Optimizing threads and synchronization

This section discusses how threads and synchronization can be optimized in an adaptive runtime environment.

Lock inflation and lock deflation

As was mentioned when the different types of locks were introduced, one of the most important optimizations in an adaptive runtime is the ability to convert thin locks to fat locks and vice versa, depending on load and contention. Both the code generator and the lock implementation will attempt to solve this problem as efficiently as possible.

In an adaptive environment, the runtime has the benefit of free lock profiling information (at least a small amount of free lock profiling information, as, we shall see, doing complete in-depth lock profiling incurs some runtime overhead). Whenever a lock is taken or released, information can be logged about who is trying to get the lock and how many times it has been contended. So, if a single thread has failed to acquire a thin lock in too many subsequent attempts, it makes good sense for the virtual machine to convert it to a fat lock. The fat lock is better suited for handling contention, in that waiting threads sleep instead of spin and therefore use less CPU cycles. We refer to the practice of converting a thin lock to a fat lock as lock inflation.

Note

JRockit, by default, also uses a small spinlock to implement a fat lock while it has been recently inflated and held only for a very short time. This might seem counterintuitive, but is generally beneficial. This behavior can be turned off from the command line (with the flag -XX:UseFatSpin=false), if deemed too slow for example, in an environment with highly contended locks with long waiting periods. The spinlock that is part of the fat lock can also be made adaptive and based on runtime feedback. This is turned off by default, but can be enabled with the command-line flag -XX:UseAdaptiveFatSpin=true.

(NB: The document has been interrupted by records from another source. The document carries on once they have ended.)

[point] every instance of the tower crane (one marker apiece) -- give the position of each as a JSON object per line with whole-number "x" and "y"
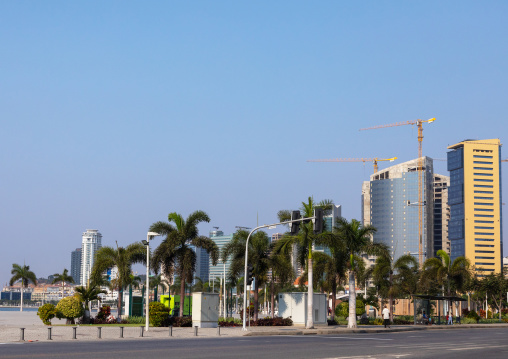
{"x": 419, "y": 123}
{"x": 373, "y": 160}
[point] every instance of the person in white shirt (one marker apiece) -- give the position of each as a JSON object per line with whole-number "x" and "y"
{"x": 386, "y": 317}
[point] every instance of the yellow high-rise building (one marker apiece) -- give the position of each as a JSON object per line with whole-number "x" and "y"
{"x": 474, "y": 196}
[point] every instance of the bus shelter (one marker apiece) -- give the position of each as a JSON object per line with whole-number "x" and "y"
{"x": 423, "y": 303}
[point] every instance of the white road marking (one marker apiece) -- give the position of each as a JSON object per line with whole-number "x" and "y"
{"x": 483, "y": 347}
{"x": 352, "y": 338}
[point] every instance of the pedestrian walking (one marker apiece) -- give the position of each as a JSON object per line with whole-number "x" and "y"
{"x": 386, "y": 317}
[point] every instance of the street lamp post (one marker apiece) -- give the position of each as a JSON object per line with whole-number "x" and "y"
{"x": 149, "y": 236}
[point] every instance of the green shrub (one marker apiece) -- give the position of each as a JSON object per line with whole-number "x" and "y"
{"x": 70, "y": 308}
{"x": 159, "y": 314}
{"x": 46, "y": 313}
{"x": 473, "y": 315}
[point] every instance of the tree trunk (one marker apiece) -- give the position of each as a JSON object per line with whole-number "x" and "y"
{"x": 272, "y": 297}
{"x": 21, "y": 307}
{"x": 352, "y": 301}
{"x": 182, "y": 294}
{"x": 391, "y": 297}
{"x": 334, "y": 300}
{"x": 119, "y": 309}
{"x": 256, "y": 299}
{"x": 310, "y": 295}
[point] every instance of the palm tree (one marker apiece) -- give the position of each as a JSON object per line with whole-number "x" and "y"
{"x": 62, "y": 277}
{"x": 24, "y": 274}
{"x": 304, "y": 241}
{"x": 356, "y": 240}
{"x": 496, "y": 286}
{"x": 259, "y": 252}
{"x": 122, "y": 259}
{"x": 156, "y": 282}
{"x": 175, "y": 252}
{"x": 282, "y": 274}
{"x": 452, "y": 276}
{"x": 385, "y": 271}
{"x": 86, "y": 295}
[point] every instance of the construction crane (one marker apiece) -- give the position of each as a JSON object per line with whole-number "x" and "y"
{"x": 419, "y": 123}
{"x": 373, "y": 160}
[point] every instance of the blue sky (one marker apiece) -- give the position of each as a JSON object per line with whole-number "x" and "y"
{"x": 114, "y": 114}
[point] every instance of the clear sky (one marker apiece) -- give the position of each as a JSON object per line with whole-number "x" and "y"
{"x": 115, "y": 113}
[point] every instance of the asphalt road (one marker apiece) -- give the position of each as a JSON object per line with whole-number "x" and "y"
{"x": 462, "y": 343}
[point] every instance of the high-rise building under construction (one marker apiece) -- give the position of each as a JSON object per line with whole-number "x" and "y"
{"x": 390, "y": 203}
{"x": 474, "y": 196}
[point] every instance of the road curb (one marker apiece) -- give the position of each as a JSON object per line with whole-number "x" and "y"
{"x": 371, "y": 330}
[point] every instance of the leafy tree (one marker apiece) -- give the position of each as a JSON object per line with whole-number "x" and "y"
{"x": 46, "y": 312}
{"x": 356, "y": 240}
{"x": 259, "y": 253}
{"x": 175, "y": 252}
{"x": 384, "y": 274}
{"x": 452, "y": 276}
{"x": 496, "y": 286}
{"x": 24, "y": 274}
{"x": 304, "y": 242}
{"x": 121, "y": 258}
{"x": 70, "y": 308}
{"x": 62, "y": 277}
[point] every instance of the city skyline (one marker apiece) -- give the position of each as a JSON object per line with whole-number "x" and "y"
{"x": 115, "y": 115}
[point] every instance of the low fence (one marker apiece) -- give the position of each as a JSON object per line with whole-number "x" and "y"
{"x": 86, "y": 332}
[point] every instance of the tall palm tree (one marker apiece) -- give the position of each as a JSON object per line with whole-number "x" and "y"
{"x": 385, "y": 271}
{"x": 122, "y": 259}
{"x": 259, "y": 252}
{"x": 356, "y": 240}
{"x": 175, "y": 254}
{"x": 304, "y": 242}
{"x": 62, "y": 277}
{"x": 452, "y": 276}
{"x": 24, "y": 274}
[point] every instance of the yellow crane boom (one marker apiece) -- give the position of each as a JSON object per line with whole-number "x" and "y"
{"x": 373, "y": 160}
{"x": 419, "y": 123}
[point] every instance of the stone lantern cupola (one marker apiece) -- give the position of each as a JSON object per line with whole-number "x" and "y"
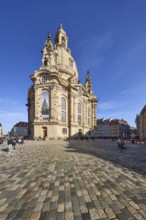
{"x": 48, "y": 53}
{"x": 61, "y": 38}
{"x": 88, "y": 83}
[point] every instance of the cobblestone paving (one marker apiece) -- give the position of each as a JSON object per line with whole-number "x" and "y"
{"x": 53, "y": 180}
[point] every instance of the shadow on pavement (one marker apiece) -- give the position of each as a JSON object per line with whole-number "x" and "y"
{"x": 133, "y": 158}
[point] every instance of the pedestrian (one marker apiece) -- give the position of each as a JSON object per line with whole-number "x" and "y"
{"x": 119, "y": 142}
{"x": 10, "y": 145}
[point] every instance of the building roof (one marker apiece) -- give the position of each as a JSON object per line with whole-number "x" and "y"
{"x": 112, "y": 121}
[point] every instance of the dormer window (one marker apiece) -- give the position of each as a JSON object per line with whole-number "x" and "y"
{"x": 63, "y": 42}
{"x": 71, "y": 63}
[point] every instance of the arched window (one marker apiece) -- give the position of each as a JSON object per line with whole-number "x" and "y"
{"x": 79, "y": 113}
{"x": 45, "y": 104}
{"x": 88, "y": 116}
{"x": 63, "y": 109}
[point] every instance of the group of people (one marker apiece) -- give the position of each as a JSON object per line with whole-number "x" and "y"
{"x": 12, "y": 143}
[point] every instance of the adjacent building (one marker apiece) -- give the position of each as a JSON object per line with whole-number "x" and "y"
{"x": 59, "y": 106}
{"x": 112, "y": 128}
{"x": 141, "y": 123}
{"x": 20, "y": 129}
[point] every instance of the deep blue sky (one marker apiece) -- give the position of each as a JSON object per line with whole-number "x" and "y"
{"x": 106, "y": 37}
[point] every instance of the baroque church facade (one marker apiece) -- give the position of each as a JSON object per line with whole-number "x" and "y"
{"x": 59, "y": 106}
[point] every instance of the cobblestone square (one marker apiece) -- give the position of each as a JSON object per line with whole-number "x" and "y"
{"x": 68, "y": 180}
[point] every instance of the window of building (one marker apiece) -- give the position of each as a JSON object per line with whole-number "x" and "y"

In the same manner, when many subsequent unlocks of a fat lock have been done without any other thread being queued on its lock or wait queue, it makes sense to turn the fat lock into a thin lock again. We refer to this as lock deflation.

JRockit uses heuristics to perform both inflation and deflation, thus adapting to the changed behavior of a given program where, for example, locks that were contended in the beginning of program execution stop being contended. Then these locks are candidates for deflation.

The heuristics that trigger transitions between thin and fat locks can be overridden and modified from the command line if needed, but this is generally not recommended. The next chapter will briefly discuss how to do this.

Recursive locking

It is permissible, though unnecessary, for the same thread to lock the same object several times, also known as recursive locking. Code that does so occurs, for example, where inlining has taken place or in a recursive synchronized method. Then the code generator may remove the inner locks completely, if no unsafe code exists within the critical section, (such as volatile accesses or escaping calls between the inner and outer locks).

This can be combined with optimizing for the recursive lock case. JRockit uses a special lock token bit configuration to identify recursive locks. As long as a lock has been taken at least twice by one thread without first being released, it is tagged as recursive. So, forced unlock operations upon exceptions can still be correctly implemented, resetting the recursion count to the correct state, with no extra synchronization overhead.

Lock fusion

The JRockit optimizing JIT compiler also uses a code optimization called lock fusion (sometimes also referred to as lock coarsening in literature). When inlining plenty of code, especially synchronized methods, the observation can be made that frequent sequential locks and unlocks with the same monitor object are common.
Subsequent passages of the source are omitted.